Deepening poverty and insecurity have been masked by access to credit—creating what economists call “indebted demand.” Government inaction forces people to borrow for basic needs; their monthly payments further enrich those at the top of the income ladder. This creates a vicious cycle that concentrates wealth and deepens poverty, compounds racial and gender inequities, and crushes working people. Health care, housing, and education become risky financial endeavors, thwarting the very stability and prosperity we hope these social goods can provide.
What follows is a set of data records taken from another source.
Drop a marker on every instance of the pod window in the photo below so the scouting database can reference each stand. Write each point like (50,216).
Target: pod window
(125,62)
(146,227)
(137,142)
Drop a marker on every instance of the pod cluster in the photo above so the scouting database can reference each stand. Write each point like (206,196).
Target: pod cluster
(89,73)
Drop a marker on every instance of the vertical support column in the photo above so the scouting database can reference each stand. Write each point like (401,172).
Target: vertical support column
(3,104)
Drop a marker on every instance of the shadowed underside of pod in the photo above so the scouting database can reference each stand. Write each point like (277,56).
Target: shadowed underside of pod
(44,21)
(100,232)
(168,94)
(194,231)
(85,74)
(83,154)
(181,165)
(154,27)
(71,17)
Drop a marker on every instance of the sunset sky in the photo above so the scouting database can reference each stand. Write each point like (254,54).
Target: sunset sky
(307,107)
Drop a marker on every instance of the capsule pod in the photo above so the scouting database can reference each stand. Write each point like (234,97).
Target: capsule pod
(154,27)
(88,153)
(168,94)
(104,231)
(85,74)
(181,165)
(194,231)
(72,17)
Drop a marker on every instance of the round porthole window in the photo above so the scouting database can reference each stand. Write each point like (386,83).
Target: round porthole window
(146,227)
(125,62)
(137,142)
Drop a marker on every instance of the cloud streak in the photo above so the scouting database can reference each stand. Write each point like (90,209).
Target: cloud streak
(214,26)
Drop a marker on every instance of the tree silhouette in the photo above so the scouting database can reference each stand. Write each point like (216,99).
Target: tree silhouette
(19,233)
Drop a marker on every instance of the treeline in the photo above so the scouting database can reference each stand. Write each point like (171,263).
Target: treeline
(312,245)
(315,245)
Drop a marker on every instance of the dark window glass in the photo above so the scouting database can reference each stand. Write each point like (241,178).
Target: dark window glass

But this new way of organizing the economy also opens space for us to organize ourselves in new ways: through the formation of debtors’ unions. Debt, as any good capitalist knows, is a kind of leverage if you hold enough of it. This is what the industrialist J. Paul Getty meant when he said, “If you owe the bank $100, that’s your problem. If you owe the bank $100 million, that’s the bank’s problem.”
What if it wasn’t only large corporations and wealthy individuals who could wield the power of debt strategically? What if household debtors could too? What if we recognized the $1.8 trillion in student loans, the $500 billion owed to bondholders by K-12 schools, the $140 billion of medical debt in collections, and the $20 billion in back rent debt, as the assets they are? Then debtors too would have leverage.
Taken together, regular people own the proverbial bank. Alone, our debts are a burden, but when debtors organize, they become powerful. Collectively, our debts offer a crucial and largely untapped form of power over a financialized system to help redistribute and equalize not only wealth but also risk.